How to Play the Solar Stock Tsunami
Having reversed over the past six months, solar stocks have jumped higher over the past few weeks.
In fact, over the past month, JA Solar (NASDAQ:JASO) has shot up by 41%, while Trina Solar(NYSE:TSL) has enjoyed a 29% surge. And both companies are boosting their businesses, too…
~ JA Solar: The firm recently announced that it will buy Shanghai Jinglong Solar Technology. This acquisition will facilitate further expansion of the company’s manufacturing area. And with industry growth projected to surge, it’s going to need all the manufacturing power it can get.
The company also announced a multi-year agreement with MEMC Electronics (WFR) to supply solar modules, beginning in the third quarter of 2010.
Commenting on the deal, JA Solar CEO Dr.

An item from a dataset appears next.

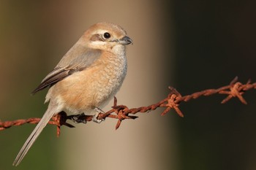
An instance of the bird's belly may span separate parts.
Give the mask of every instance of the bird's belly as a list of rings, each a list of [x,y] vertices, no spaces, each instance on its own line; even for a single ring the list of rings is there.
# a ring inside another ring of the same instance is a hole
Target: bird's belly
[[[73,114],[94,115],[95,107],[105,107],[123,82],[126,70],[113,71],[92,68],[74,73],[56,83],[53,90],[58,94],[59,102],[63,104],[63,110]]]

Peng Fang states: “Our partnership with MEMC greatly enhances JA Solar’s position in the solar value chain, further diversifying our geographic presence and enhancing our order visibility, as well as providing us with access to its large project development pipeline. We look forward to building upon this agreement with MEMC to bring solar energy to the world.”

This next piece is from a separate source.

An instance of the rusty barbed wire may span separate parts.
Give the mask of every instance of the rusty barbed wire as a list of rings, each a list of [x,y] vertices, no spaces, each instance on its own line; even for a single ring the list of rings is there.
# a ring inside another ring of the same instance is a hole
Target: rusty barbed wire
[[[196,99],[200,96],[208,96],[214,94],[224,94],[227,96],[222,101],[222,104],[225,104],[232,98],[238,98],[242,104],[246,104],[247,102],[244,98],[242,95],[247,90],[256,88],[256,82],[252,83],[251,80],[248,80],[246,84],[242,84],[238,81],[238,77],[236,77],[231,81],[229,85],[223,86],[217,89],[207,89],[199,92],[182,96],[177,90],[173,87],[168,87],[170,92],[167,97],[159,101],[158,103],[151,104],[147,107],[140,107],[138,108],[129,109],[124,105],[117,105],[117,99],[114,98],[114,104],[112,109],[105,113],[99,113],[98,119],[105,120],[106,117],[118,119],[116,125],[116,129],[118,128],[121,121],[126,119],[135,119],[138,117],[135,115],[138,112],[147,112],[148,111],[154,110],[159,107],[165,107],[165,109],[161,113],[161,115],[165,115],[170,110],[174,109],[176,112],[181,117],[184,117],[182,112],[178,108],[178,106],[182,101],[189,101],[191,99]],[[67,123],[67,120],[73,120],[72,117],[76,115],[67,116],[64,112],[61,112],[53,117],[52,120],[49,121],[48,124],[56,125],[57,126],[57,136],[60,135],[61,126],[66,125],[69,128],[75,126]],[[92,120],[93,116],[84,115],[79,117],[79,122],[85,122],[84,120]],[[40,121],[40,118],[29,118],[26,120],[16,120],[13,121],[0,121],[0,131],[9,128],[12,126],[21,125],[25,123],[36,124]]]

~ Trina Solar: The company announced a new supply agreement with Southern California Edison. It’s also supplying panels for the largest rooftop solar facility in Queensland, Australia.
The Sun is Still Rising for the Solar Industry
Some people remain skeptical about the prospects for the solar industry – one that has seen its share of false starts.
But that’s to be expected from a growing industry that’s still in its developmental stages. As I’ve said before, once the industry shakeout ends (it’s well underway) and policy makers here begin to follow Germany and Spain’s lead (they are), solar could realize its significant growth potential, which could make previous solar stock rallies seem like small blips.
If you want to participate in what could be the start of the next big solar rally, take a look at the three companies listed above.
Oh, and if you live in the Northeast, find a cool spot and lay low. Winter will arrive soon enough.